AUSTRALIA: Microbiological surveillance of raw egg products
Posted: June 18th, 2012 - 4:53pm
Raw egg products are frequently linked to foodborne illness, and the Gippsland regional sampling group aimed to assess the microbiological safety of these products in their regionof Victoria. All samples were accompanied by a questionnaire, detailing egg supply, process and production controls and other food safety aspects of the premises.
Samples were processed by analysts authorised under the Victorian Food Act 1984. The laboratories that processed samples are NATA accredited for the analytical methods used.
Samples taken were analysed for Standard Plate Count (SPC), Escherichia coli, and Salmonella spp. The SPC and E. coli were included to provide an overall picture of the hygiene of these products, whereas Salmonella spp. are recognised food safety risks with these foods.

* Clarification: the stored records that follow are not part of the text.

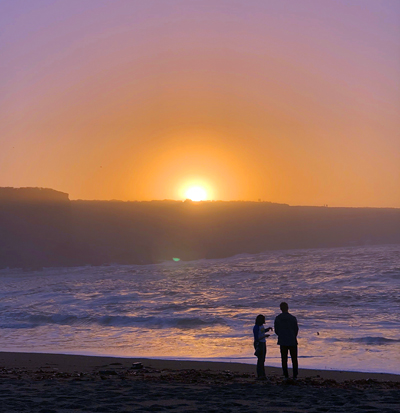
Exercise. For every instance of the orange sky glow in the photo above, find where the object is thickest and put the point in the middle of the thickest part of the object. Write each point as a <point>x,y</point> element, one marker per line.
<point>291,102</point>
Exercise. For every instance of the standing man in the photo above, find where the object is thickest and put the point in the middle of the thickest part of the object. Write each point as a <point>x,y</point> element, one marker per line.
<point>286,329</point>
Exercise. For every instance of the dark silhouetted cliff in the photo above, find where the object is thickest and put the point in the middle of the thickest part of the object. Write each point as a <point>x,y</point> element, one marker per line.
<point>45,232</point>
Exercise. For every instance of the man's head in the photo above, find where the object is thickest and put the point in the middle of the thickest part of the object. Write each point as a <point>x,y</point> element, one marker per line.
<point>284,307</point>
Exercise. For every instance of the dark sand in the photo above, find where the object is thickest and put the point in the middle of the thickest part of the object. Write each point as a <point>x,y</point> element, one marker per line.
<point>60,383</point>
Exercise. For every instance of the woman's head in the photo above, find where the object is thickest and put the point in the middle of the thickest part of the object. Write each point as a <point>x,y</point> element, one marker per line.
<point>260,320</point>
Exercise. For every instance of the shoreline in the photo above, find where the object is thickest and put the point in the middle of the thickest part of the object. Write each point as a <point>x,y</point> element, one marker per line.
<point>53,383</point>
<point>73,363</point>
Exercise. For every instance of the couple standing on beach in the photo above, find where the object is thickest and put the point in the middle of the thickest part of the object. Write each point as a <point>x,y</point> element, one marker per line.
<point>286,329</point>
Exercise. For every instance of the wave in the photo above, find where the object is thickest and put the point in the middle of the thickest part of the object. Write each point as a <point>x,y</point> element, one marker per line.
<point>368,340</point>
<point>33,321</point>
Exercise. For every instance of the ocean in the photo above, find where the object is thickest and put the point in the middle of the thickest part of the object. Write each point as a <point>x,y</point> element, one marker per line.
<point>346,300</point>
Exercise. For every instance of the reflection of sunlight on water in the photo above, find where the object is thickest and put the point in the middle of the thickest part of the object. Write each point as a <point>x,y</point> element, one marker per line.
<point>206,309</point>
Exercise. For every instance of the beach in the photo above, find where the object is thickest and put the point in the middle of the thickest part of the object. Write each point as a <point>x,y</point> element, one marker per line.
<point>38,382</point>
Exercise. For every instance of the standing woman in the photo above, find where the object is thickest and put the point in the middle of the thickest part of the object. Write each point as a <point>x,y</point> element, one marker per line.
<point>260,345</point>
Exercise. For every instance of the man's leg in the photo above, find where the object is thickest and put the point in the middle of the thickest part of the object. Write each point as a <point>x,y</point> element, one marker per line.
<point>284,351</point>
<point>293,355</point>
<point>261,360</point>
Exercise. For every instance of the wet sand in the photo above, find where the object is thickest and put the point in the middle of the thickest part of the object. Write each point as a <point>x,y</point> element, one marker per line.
<point>45,383</point>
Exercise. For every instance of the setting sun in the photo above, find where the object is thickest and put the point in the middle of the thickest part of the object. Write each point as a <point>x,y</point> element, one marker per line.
<point>196,193</point>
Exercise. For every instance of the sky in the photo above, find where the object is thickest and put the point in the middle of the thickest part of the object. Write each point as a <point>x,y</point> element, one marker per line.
<point>289,101</point>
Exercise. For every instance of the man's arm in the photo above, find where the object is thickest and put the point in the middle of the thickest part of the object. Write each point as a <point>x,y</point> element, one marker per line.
<point>276,327</point>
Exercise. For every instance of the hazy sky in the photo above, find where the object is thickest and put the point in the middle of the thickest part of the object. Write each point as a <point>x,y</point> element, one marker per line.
<point>294,101</point>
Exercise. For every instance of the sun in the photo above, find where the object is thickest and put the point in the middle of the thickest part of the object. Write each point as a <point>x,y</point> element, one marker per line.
<point>196,193</point>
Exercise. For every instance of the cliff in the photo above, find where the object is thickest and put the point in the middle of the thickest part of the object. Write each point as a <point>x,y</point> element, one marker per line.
<point>42,227</point>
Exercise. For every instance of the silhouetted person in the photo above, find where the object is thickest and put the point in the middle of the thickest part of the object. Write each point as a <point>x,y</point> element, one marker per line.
<point>286,329</point>
<point>260,345</point>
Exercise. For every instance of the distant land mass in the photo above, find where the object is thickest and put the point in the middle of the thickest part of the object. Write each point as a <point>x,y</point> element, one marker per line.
<point>41,227</point>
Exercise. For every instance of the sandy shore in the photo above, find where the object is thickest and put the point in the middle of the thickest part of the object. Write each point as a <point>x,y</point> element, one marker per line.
<point>62,383</point>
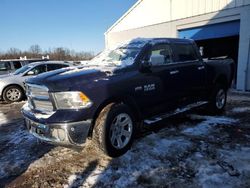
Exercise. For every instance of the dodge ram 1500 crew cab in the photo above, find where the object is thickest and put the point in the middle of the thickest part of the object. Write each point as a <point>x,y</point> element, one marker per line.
<point>112,96</point>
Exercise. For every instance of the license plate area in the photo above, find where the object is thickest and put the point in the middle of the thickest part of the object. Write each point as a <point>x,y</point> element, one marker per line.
<point>38,128</point>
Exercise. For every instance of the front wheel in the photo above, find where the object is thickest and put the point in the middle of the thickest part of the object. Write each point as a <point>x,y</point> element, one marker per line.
<point>218,99</point>
<point>114,129</point>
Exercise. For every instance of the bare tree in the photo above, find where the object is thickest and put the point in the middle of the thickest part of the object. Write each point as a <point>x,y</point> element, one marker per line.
<point>35,49</point>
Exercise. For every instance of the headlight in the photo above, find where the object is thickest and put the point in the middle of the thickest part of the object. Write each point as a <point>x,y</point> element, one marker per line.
<point>71,100</point>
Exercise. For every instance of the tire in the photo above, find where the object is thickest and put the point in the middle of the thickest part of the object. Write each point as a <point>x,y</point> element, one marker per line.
<point>218,100</point>
<point>114,130</point>
<point>13,94</point>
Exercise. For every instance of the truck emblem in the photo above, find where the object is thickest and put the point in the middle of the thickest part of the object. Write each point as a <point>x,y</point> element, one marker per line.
<point>149,87</point>
<point>139,88</point>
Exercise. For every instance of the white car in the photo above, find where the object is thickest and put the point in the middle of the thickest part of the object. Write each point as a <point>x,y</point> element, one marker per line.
<point>12,88</point>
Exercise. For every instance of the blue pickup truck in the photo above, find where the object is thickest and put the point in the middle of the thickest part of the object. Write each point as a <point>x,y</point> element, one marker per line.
<point>112,96</point>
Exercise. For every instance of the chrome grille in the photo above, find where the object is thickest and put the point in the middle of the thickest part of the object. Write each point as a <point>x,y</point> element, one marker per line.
<point>38,98</point>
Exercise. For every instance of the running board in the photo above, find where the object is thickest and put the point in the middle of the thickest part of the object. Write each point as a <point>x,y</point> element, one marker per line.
<point>175,112</point>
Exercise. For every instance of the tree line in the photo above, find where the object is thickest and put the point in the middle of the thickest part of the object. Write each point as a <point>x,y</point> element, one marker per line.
<point>58,53</point>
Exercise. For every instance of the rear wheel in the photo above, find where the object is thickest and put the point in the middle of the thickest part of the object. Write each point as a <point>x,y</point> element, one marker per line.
<point>218,99</point>
<point>114,130</point>
<point>13,94</point>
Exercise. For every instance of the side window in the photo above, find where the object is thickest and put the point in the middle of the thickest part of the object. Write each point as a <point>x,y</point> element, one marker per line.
<point>51,67</point>
<point>185,52</point>
<point>17,64</point>
<point>160,55</point>
<point>37,70</point>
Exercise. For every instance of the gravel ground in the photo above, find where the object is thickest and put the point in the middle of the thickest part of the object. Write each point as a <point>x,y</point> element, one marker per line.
<point>190,150</point>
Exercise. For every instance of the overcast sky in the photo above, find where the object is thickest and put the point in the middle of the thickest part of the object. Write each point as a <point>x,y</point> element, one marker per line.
<point>75,24</point>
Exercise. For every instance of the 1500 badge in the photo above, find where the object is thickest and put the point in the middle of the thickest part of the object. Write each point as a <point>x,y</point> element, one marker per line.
<point>149,87</point>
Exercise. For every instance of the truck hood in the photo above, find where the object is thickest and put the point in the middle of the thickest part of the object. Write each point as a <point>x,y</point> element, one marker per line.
<point>67,79</point>
<point>2,76</point>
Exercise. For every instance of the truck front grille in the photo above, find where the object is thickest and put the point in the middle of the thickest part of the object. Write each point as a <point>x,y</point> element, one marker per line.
<point>39,98</point>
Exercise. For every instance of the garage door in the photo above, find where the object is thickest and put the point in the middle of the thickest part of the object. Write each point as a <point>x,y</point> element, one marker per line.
<point>221,30</point>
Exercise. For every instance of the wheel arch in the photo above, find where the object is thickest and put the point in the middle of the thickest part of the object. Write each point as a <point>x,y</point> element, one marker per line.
<point>129,101</point>
<point>223,80</point>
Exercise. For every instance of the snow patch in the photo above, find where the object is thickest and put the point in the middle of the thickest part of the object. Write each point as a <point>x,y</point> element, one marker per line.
<point>206,126</point>
<point>241,109</point>
<point>152,152</point>
<point>3,119</point>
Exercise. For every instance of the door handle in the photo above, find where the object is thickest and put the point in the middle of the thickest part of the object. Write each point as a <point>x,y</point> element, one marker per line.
<point>201,67</point>
<point>174,72</point>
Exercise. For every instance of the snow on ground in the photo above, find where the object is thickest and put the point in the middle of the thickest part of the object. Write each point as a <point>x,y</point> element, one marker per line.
<point>240,109</point>
<point>231,166</point>
<point>152,152</point>
<point>192,151</point>
<point>16,157</point>
<point>3,119</point>
<point>207,125</point>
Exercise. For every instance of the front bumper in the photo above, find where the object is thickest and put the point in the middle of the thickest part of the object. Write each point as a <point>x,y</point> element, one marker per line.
<point>72,134</point>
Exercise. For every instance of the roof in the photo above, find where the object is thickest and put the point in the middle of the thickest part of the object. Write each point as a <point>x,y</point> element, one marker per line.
<point>124,15</point>
<point>48,62</point>
<point>140,42</point>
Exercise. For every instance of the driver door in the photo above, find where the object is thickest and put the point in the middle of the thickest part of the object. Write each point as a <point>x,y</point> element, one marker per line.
<point>160,84</point>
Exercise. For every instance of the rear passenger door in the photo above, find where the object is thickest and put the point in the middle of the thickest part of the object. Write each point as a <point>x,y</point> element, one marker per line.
<point>191,71</point>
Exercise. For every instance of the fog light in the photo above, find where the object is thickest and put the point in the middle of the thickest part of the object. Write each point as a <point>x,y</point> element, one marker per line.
<point>59,134</point>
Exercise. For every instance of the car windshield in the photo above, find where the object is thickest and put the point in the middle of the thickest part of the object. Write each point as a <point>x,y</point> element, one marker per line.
<point>22,70</point>
<point>117,57</point>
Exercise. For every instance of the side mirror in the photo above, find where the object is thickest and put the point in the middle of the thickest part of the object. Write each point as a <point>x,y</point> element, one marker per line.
<point>145,66</point>
<point>30,73</point>
<point>3,69</point>
<point>201,49</point>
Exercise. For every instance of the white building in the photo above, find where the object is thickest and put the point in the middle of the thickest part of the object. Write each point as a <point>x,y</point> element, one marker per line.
<point>222,27</point>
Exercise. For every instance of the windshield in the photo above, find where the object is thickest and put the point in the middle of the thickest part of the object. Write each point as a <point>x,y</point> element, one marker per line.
<point>4,66</point>
<point>117,57</point>
<point>22,70</point>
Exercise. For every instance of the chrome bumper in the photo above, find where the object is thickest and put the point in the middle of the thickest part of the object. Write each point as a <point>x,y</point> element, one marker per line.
<point>65,134</point>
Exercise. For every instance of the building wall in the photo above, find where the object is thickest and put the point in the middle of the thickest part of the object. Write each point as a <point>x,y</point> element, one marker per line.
<point>185,14</point>
<point>243,79</point>
<point>170,29</point>
<point>150,12</point>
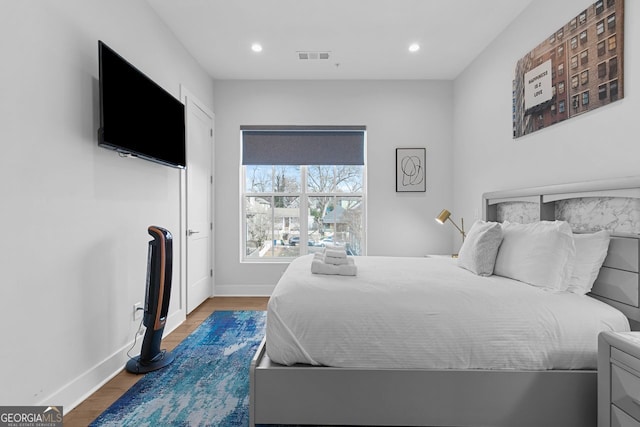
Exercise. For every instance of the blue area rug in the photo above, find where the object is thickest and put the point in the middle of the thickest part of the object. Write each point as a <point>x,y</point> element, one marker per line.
<point>206,385</point>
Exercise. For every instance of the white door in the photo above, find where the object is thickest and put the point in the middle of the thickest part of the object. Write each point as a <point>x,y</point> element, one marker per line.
<point>199,224</point>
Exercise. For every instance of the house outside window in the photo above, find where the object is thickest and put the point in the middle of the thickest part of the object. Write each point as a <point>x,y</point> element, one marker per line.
<point>298,207</point>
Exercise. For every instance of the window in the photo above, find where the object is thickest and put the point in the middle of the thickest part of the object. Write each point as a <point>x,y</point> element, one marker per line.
<point>583,17</point>
<point>602,70</point>
<point>302,188</point>
<point>573,24</point>
<point>613,67</point>
<point>574,42</point>
<point>602,92</point>
<point>584,77</point>
<point>584,57</point>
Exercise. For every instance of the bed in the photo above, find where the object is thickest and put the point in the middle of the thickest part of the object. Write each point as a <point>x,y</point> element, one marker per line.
<point>420,378</point>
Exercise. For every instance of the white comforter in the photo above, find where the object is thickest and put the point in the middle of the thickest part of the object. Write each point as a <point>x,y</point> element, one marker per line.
<point>428,313</point>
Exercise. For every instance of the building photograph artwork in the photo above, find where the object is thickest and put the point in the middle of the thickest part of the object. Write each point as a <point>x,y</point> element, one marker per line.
<point>575,70</point>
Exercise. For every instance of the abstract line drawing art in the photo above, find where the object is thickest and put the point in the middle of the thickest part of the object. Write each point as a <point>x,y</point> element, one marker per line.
<point>410,170</point>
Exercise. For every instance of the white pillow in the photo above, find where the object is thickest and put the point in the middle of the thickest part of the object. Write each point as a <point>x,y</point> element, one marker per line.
<point>480,247</point>
<point>539,253</point>
<point>591,250</point>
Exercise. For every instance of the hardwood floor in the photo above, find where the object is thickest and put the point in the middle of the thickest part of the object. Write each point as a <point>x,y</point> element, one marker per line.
<point>95,404</point>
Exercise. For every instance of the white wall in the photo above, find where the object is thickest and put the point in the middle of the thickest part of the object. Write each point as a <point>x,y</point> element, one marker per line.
<point>396,114</point>
<point>74,216</point>
<point>600,144</point>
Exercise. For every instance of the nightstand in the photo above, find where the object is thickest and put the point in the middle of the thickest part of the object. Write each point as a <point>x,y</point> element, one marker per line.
<point>619,379</point>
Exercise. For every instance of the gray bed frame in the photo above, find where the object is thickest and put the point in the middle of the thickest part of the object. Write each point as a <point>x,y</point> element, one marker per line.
<point>303,394</point>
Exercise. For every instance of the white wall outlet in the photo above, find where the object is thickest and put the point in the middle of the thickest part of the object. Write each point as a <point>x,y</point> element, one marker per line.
<point>137,311</point>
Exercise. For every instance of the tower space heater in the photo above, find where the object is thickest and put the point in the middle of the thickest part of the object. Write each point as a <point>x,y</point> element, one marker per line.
<point>156,304</point>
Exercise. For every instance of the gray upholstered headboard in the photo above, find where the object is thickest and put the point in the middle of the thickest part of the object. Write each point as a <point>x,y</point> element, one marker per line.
<point>612,205</point>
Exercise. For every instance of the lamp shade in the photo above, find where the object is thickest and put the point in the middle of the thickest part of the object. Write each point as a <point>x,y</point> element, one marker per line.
<point>443,216</point>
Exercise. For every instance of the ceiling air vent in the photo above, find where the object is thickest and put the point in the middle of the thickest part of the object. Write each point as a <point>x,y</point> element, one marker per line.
<point>305,55</point>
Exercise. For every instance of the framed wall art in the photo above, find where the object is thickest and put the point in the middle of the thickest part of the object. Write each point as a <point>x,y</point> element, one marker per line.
<point>410,169</point>
<point>577,69</point>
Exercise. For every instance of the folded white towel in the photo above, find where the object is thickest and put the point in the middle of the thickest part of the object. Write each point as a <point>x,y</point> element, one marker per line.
<point>318,266</point>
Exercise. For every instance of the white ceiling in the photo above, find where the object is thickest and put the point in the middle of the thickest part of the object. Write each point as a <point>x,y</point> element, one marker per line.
<point>367,39</point>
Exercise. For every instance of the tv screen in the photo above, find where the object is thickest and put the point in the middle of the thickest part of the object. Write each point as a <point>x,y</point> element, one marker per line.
<point>137,116</point>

Seventy five samples of raw and undercooked egg products were submitted for analysis.
These included samples of mayonnaise, aioli, tiramisu, hollandaise, and tartare sauce. The questionnaire asked about temperature of storage of eggs in the food business, the batch size for the product, the sample temperature at sampling, and questions related to the business’s food safety program.
Neither Salmonella spp. nor E. coli were detected from any of the sauces or desserts analysed. The SPC for these ready to eat products were generally low, and overall all samples would be classified as acceptable or satisfactory according to the FSANZ guidelines for ready to eat foods. Not all samples had the temperature recorded at sampling, but of those that did; around one-third were stored out of temperature control, increasing the potential risk of these products to the consumers.
Although most businesses stored their eggs under temperature control, approximately 25% of premises stored their eggs at ambient temperature. The officers also enquired about the length of time the dessert or sauce had been made prior to sampling: some raw or undercooked egg products were recorded as being stored as long as 21 days after manufacture. While none of these long stored products had unsatisfactory microbiological results, it is likely that many of these low or undercooked egg products incorporated vinegar or lemon juice which will reduce the pH of the food. However, pH alone cannot be completely, reliably inhibitory for pathogens such as Salmonella spp.
All participating officers undertook to return to premises where problems with microbiological results, questionnaire information or other issues were identified.
The results of the questionnaire in this survey indicated that some of the premises sampled could improve the storage temperature of raw eggs and raw egg products, that temperature control of these products could be improved, and that smaller batches of pre-prepared product, stored for shorter periods would reduce the risk to consumers.
Raw egg products in the Gippsland regions were shown to be of good microbiological quality. However, improvements in handling and temperature control of these products will reduce the risk to consumers.